Nuovo farmaco per ridurre i livelli di colesterolo

Gli anti-ipertensivi e i farmaci che tengono a bada i livelli di colesterolo sono tra le molecole che più di tutte hanno contribuito ad abbassare in maniera significativa l’insorgenza di infarti e ictus. Negli ultimi anni alle statine si sono affiancati farmaci in grado di ridurre drasticamente il colesterolo soprattutto nei casi di ipercolesterolemia familiare, una malattia che causa l’eccessivo accumulo del grasso a livello delle arterie e che - già in tenera età - può portare a seri problemi cardiovascolari. Una di esse è alirocumab, un farmaco biologico che dovrebbe entrare in commercio nel breve termine. Ne parliamo con il professor Pablo Werba, Responsabile Unità Prevenzione Aterosclerosi del Centro Cardiologico Monzino di Milano.

Professore, negli scorsi giorni l’FDA si è espressa favorevolmente sull’utilizzo di alirocumab nel trattamento dell’ipercolesterolemia familiare: qual è la sua posizione in merito?

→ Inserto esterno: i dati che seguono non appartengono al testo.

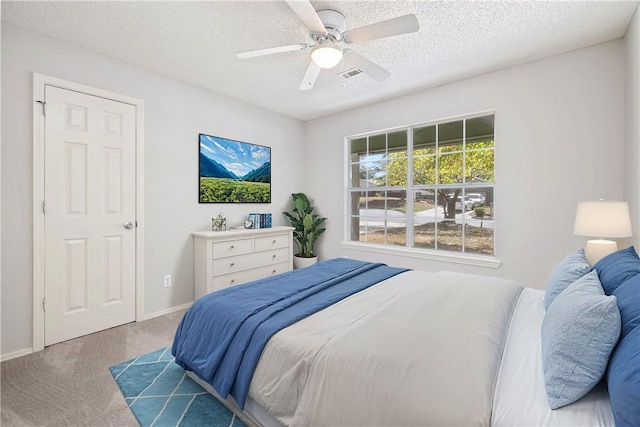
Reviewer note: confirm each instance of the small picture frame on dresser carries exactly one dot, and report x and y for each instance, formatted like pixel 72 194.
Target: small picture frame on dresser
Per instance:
pixel 218 223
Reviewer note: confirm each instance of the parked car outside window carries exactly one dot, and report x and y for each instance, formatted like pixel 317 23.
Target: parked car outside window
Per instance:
pixel 477 198
pixel 466 201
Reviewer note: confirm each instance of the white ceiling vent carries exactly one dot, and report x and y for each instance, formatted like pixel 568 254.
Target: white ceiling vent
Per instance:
pixel 349 73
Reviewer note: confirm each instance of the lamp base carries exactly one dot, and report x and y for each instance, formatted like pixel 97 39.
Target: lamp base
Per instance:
pixel 597 249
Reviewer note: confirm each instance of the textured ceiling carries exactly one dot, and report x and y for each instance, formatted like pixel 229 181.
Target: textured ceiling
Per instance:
pixel 196 42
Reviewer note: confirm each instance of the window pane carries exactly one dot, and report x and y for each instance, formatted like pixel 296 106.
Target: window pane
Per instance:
pixel 368 175
pixel 398 143
pixel 424 140
pixel 451 189
pixel 479 129
pixel 449 235
pixel 378 144
pixel 424 170
pixel 396 172
pixel 359 145
pixel 479 166
pixel 450 169
pixel 450 133
pixel 424 217
pixel 396 218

«Penso che lo sviluppo di questi farmaci per ridurre il colesterolo Ldl, dalla scoperta della proteina che bloccano (denominata PCSK9) alla fase di ricerca clinica, sia stato straordinariamente rapido, e che la quantità e qualità degli studi clinici eseguiti possa consentire agli enti regolatori di avere elementi sufficienti per giudicare favorevolmente l’efficacia e la tollerabilità di questi nuovi farmaci biologici. Resta però da stimare il costo-beneficio del trattamento con questi composti e per poterlo fare bisogna attendere i risultati di studi già in corso volti a valutare se, in pazienti ad alto rischio, i cambi favorevoli che inducono gli anticorpi anti PCSK9 nel profilo dei lipidi sanguinei si traduce, come atteso, in una riduzione della morbilità e mortalità cardiovascolare e, auspicabilmente, anche totale».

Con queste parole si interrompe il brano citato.